The technological revolution of endoscopic surgery has posed new challenges in surgical education. The skill set required for endoscopic surgery is different from the skill set required for traditional “open” surgery because of the different operating environment. Endoscopic surgery requires three-dimensional orientation in a two-dimensional representation of the operating scene, as well as handling of endoscopic instruments [5, 8, 9]. Although endoscopic skills can be developed in the operating room successfully, it may not be the most appropriate or efficient environment to acquire such skills, given the steep learning curve that surgeons experience [1, 7, 11, 12]. Furthermore, financial and ethical issues and limited residential work hours impose a need to provide technical skill training in laboratory setting.

For the purpose of developing endoscopic skills, virtual reality (VR) simulators have been developed. A unique advantage of VR simulators is that they are both a training tool and an assessment device. During training objective measurements of performance are registered by the VR simulator and stored in its database. The database, in turn, provides the trainer or assessor with factual information on trainee performance status, without the need of being physically present.

Before simulator implementation in the surgical curriculum, systematic objective validation is required. The first step in objective validation is establishing “face validity.” Face validity is the degree of resemblance between the concept instrument, the VR simulator, and the actual construct, psychomotor training, as perceived by a specific (target) population (surgeons and trainees) [2, 14]. Face validity is established by measuring the degree to which surgeons and trainees believe in the purpose and merits of the simulation environment.

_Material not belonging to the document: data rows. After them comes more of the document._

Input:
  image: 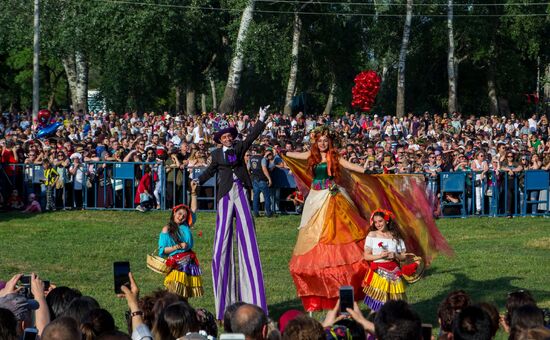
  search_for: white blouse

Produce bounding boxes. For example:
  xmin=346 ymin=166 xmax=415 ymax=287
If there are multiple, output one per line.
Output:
xmin=365 ymin=236 xmax=407 ymax=262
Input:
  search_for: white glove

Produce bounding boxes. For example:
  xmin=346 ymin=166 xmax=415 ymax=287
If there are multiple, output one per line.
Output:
xmin=260 ymin=105 xmax=269 ymax=122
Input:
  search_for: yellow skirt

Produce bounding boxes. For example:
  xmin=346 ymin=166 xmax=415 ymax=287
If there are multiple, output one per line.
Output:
xmin=363 ymin=269 xmax=407 ymax=312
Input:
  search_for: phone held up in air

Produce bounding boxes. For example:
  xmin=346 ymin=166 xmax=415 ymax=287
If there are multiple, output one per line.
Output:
xmin=340 ymin=286 xmax=353 ymax=314
xmin=113 ymin=261 xmax=130 ymax=294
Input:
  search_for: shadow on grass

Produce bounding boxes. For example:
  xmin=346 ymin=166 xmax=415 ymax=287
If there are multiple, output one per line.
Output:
xmin=412 ymin=268 xmax=550 ymax=325
xmin=0 ymin=211 xmax=44 ymax=222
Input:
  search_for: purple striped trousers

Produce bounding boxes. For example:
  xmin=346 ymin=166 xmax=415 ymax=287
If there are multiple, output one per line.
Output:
xmin=212 ymin=180 xmax=267 ymax=320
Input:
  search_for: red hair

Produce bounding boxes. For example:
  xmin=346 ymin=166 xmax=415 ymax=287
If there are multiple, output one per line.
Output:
xmin=307 ymin=130 xmax=340 ymax=178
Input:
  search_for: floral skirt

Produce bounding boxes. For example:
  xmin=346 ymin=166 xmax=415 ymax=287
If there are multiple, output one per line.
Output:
xmin=362 ymin=262 xmax=407 ymax=312
xmin=164 ymin=250 xmax=204 ymax=298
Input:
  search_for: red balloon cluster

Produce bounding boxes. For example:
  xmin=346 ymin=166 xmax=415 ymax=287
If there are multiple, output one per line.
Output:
xmin=351 ymin=71 xmax=380 ymax=111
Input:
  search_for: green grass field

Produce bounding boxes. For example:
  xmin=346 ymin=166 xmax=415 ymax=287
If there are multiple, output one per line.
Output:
xmin=0 ymin=211 xmax=550 ymax=338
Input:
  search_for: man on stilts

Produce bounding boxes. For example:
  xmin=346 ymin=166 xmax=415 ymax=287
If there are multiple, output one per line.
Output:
xmin=198 ymin=106 xmax=269 ymax=320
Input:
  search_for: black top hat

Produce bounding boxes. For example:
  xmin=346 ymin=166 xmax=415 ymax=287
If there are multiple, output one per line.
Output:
xmin=214 ymin=120 xmax=239 ymax=144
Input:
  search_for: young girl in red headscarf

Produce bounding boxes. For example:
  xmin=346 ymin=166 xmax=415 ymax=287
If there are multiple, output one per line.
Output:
xmin=363 ymin=209 xmax=417 ymax=311
xmin=159 ymin=182 xmax=203 ymax=298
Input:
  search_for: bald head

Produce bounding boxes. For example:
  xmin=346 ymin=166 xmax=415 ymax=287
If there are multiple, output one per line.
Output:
xmin=231 ymin=304 xmax=267 ymax=339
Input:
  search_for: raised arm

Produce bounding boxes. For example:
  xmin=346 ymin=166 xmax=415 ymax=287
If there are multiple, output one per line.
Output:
xmin=198 ymin=149 xmax=221 ymax=184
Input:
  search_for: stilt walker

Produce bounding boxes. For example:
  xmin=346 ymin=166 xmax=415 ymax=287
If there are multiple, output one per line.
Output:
xmin=198 ymin=106 xmax=269 ymax=320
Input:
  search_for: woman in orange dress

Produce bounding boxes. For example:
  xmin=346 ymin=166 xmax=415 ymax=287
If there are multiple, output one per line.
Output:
xmin=285 ymin=128 xmax=368 ymax=312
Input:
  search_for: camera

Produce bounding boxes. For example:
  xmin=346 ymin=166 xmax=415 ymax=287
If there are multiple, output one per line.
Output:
xmin=19 ymin=275 xmax=50 ymax=299
xmin=19 ymin=275 xmax=32 ymax=299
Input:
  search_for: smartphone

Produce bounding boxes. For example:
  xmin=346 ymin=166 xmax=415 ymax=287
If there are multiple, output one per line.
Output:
xmin=422 ymin=323 xmax=433 ymax=340
xmin=220 ymin=333 xmax=245 ymax=340
xmin=21 ymin=328 xmax=38 ymax=340
xmin=19 ymin=275 xmax=31 ymax=285
xmin=340 ymin=286 xmax=353 ymax=314
xmin=113 ymin=261 xmax=130 ymax=294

After having established face validity for the simulator, the simulator must be tested for its “construct validity,” the degree to which the results of the “training session” as performed by the trainee on the simulator reflect the actual skill of the trainee who is being assessed [2, 14].

The notion of incorporating virtual reality training into the surgical curriculum has been suggested only recently and therefore validation testing for simulation concepts is a very recent development [3, 4, 6, 10, 1317]. For the LapSim VR simulator (Surgical Science Ltd., Göteburg, Sweden), construct validity has been tested in three separate studies that used different methodology and yielded different results [3, 4, 16].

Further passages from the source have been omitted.